ENTRETIEN. Donald Trump a signé un décret permettant l’exploitation minière des fonds marins dans les eaux internationales. Une remise en question des traités internationaux aux conséquences économiques et écologiques encore floues pour Emmanuel Hache, adjoint scientifique à l’IFP Énergies nouvelles.Emmanuel Hache, adjoint scientifique à l'IFP Énergies nouvelles, est docteur en économie et spécialiste de la géopolitique des métaux. Alors que Donald Trump a autorisé l'exploitation des fonds marins au mépris du droit international, le chercheur prospectiviste analyse pour La Tribune les conséquences économiques et géopolitiques d'une telle décision.

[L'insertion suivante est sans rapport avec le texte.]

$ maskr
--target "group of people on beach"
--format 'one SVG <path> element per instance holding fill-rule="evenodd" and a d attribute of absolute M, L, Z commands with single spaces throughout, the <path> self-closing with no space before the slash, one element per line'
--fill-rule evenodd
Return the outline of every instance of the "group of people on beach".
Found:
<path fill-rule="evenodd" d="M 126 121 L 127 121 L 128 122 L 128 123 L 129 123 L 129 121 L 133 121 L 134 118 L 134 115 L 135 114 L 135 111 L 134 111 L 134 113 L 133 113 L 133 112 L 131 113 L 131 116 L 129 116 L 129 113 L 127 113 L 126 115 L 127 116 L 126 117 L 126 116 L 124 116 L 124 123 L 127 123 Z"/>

LA TRIBUNE — Donald Trump a annoncé l'autorisation d'extraction à grande échelle des fonds sous-marins. Cette annonce brise-t-elle un tabou ?
EMMANUEL HACHE — La décision crée une vraie brèche dans la situation préexistante. Jusqu'alors, les États-Unis n'avaient pas ratifié la Convention des Nations unis sur le droit de la mer. Ils n'étaient, par ailleurs, pas membre de l'Autorité internationale des fonds marins (AIFM). L'AIFM existe depuis 1994, réunit 168 pays, mais n'a jamais réussi à établir un code minier permettant la délivrance de licences pour exploiter les fonds. Le sujet est très sensible, car les dégâts environnementaux pourraient être très importants sur des réserves immenses de biodiversité. On ne connaît pas assez les fonds marins pour mesurer précisément les conséquences de leur exploitation minière.
Si les États-Unis n'étaient pas membres de l'AIFM et n'avaient pas ratifié la Convention sur le droit de la mer, en quoi la décision de Donald Trump est-elle une remise en question du droit international ?
Même si Washington n'a jamais ratifié le traité, l'AIFM restait alors la seule autorité compétente en haute mer, juridiction internationale reconnue par 168 pays. Donc signer un décret basé sur le droit américain qui autorise à exploiter des eaux internationales c'est remettre en question tout le travail réalisé depuis plusieurs années par les acteurs internationaux. C'est un pavé dans la mare. Un pavé de plus jeté sur les organisations multilatérales.